Applied Machine Learning - Week 2

Monday the 28th of April - Friday the 2nd of May 2025

Monday 28th of April (afternoon):
Lectures: We will then look into Hyperparameters, Overtraining, and Early stopping. Both slides and associated code making them can be found on GitHub.
     We will also have a look at the Week1 exercise solutions, and possibly discuss Loss values in training and validation.

Exercises: The main exercise is to run a Hyper Parameter (HP) optimisation on one of your algorithm trainings. Compare "Grad", "Grid", and "Random" in time and performance.
     As an additional exercise, make a regression model of e.g. energy or |cTheta| from the other variables in the Aleph b-jet dataset.

Wednesday 30th of April (morning):
Lectures: Input feature ranking and Shapley values and ML method performance overview.
     Initial project kick-off with introduction to this "Kaggle-like" project.

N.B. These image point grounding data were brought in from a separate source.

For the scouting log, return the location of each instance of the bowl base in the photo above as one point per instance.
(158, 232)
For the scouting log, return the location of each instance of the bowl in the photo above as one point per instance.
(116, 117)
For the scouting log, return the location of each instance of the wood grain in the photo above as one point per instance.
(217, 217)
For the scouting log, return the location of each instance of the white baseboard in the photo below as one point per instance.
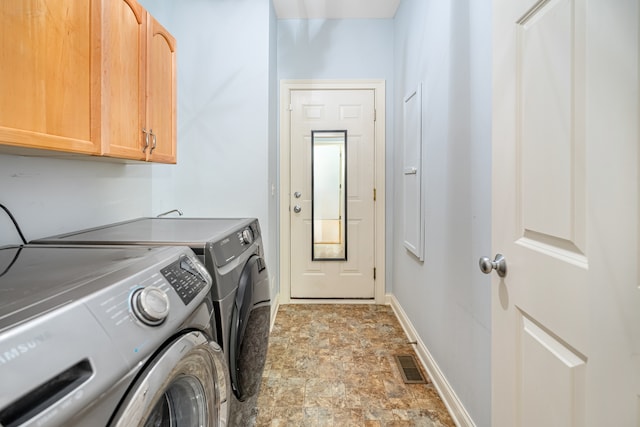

Exercise: Apply the different feature ranking methods to e.g. the Aleph b-jet data, and determine which variables are the important ones (consider the 6 variables used).
     As a more real world data case, try the Housing Price dataset for predicting sales prices (i.e. regression).
     Notice that the data is not as "curated", as the Aleph data, i.e. there are missing values and outliers in.

Wednesday 30th of April (afternoon):
Lectures: Final project inspiration, teaser, and dataset discussion.
     Introduction to Unsupervised Learning: Clustering and Nearest Neighbor algorithms. Also, I'll briefly introduce/remind about Principle Component Analysis

Exercise: The exercises is to apply clustering algorithms (and potentially dimensionality reduction) to datasets of increasing size and complexity:
     Simple small examples:
     1. K-means clustering toy example applied to simulated data: Clustering.ipynb.
     2. Wine data example (3 classes, 14 features, 178 cases): Wine.ipynb, along with Wine data and Wine data description.
     Example on larger (known) data:
     Dataset 1: Aleph b-jets (5000+ cases with 6-9 features, which you know already).
     Dataset 2: The interesting Cosmos2015outlier data (10000 cases with 13 features, from astro physics).
     Dataset 3: The real Cosmos2015 data (20355 cases with 13 features, from astro physics).

Last updated: 25th of April 2025 by Troels Petersen.